Fix handling of empty matches in iterators in UTF mode #36

bemoody · 2023-11-08T03:55:58Z

The find_iter and captures_iter functions iterate over the distinct, non-overlapping matches within the subject string.

Normally, this means the iterator will start searching at the end position of the previous match. However, if the previous match was zero-width, we want to advance by an additional character so we don't return the same match again.

In byte mode, this just means incrementing the position by 1. In "UTF" mode, however, we need to advance to the next UTF-8 character boundary.

Note that to determine whether the regex is in UTF mode, we can't simply check the utf flag of its config, because UTF mode can also be turned on by including (*UTF) in the pattern itself. So we need to invoke pcre2_pattern_info_8 to check which mode is actually used.

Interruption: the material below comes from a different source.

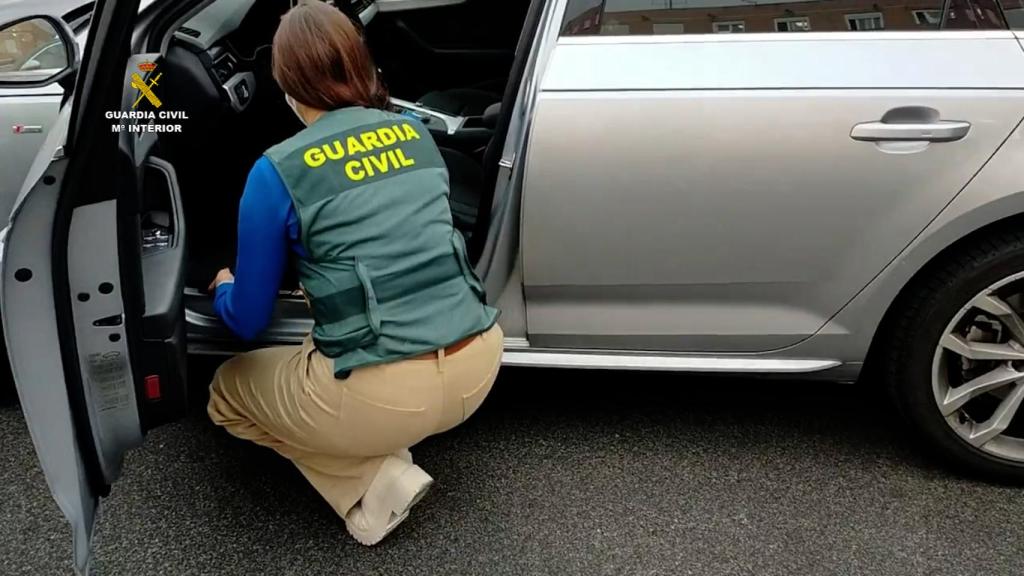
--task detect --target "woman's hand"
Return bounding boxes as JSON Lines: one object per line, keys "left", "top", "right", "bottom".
{"left": 208, "top": 267, "right": 235, "bottom": 293}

(I also considered that, instead of adding a utf field to Regex, the Regex::build function could modify the saved config. It's possible that might work but it seems fragile.)

Following an empty match, the iterator (Matches or CaptureMatches) advances the last_end position so as not to return the same match twice. However, if the regex uses UTF mode, the position passed to find_at_with_match_data or captures_read_at is required to be a UTF-8 character boundary, so last_end must be advanced by a whole UTF-8 character, not just one byte. Determining whether or not the regex is using UTF mode requires PCRE2_INFO_ALLOPTIONS (checking the config is not enough.)

These tests will fail if the iterator does not correctly advance the end position (by either a byte or a whole character, as appropriate) following an empty match.

BurntSushi · 2025-09-21T13:42:14Z

This PR unfortunately doesn't seem quite correct. In particular, it doesn't take PCRE2_MATCH_INVALID_UTF into account. I'd expect some tests for inputs containing invalid UTF-8.

bemoody · 2025-09-21T19:27:37Z

Thanks for looking at this! It's been quite a while since I thought about this, so I may be missing some of the details.

I'm not sure what you mean about PCRE2_MATCH_INVALID_UTF. But, from a quick skim of the documentation, I think that:

The existing behavior of pcre2 is unsound (when JIT is used together with UTF mode and not UCP mode.)
This pull request would incidentally fix undefined behavior in some circumstances, but by no means all.

From what I can recall, I wasn't trying to fix undefined behavior with this pull request. Nor was I trying to fix anything related to invalid UTF-8 (rather, I was trying to fix the handling of valid UTF-8 with valid UTF-8 patterns.)

So I'd be happy to try to address the larger issue but I'd need to first fully understand what the larger issue is.

Also, is there something that you think this code should be doing to take PCRE2_MATCH_INVALID_UTF into account? I'm not sure what the desired semantics are if you try to use UTF matching with something that is truly invalid UTF-8.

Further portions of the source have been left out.